Australia’s waste to energy market is poised for big growth according to Penn Energy. A new report from Frost & Sullivan projects The municipal solid waste to energy sector is expected to see strong growth between 2015 and 2020, with installed capacity reaching around 80 MW and treatment capacity about 12 million tonnes per year by 2020. Meanwhile, the plant value for the biomass and biogas sector is forecasted to have compound annual growth of 3.2% between 2013 and 2020. Currently, biomass power generation is largely composed of bagasse, black liquor (at paper and pulp plants), and wood waste.

By 2024, the Asia Pacific region is projected to have the highest number of municipal solid waste-to-energy plants in the world (with about 47% share of the global market.

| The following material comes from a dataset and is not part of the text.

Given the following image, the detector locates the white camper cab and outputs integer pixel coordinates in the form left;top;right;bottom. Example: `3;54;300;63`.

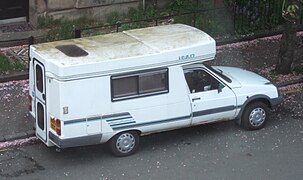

The BBC tells us how grease and fat from sewers can fuel our homes. In London, UK Thames Water will shortly be burning the fat that collects in the city’s sewer system to keep the lights on. Piers Clark, the commercial director of Thames Water says “We’ll be harvesting fat from our sewer network and turning it into power in our facility in east London where we hope to provide enough for 40,000 homes.” To achieve this goal the company will need to extract 30 tonnes of fat a day, refine it to create a biofuel for use in a specially-built electric power station producing nearly 130 GWh of electricity every year.

The same source tells us how Norway uses waste as eco-friendly fuel. The Northern European country uses waste thrown out by millions of households from Norway, the UK and elsewhere and turns it into heat and electricity for 56,000 homes in the city of Oslo. The English cities Leeds and Bristol export waste to Oslo as a cheaper alternative to putting it in landfills.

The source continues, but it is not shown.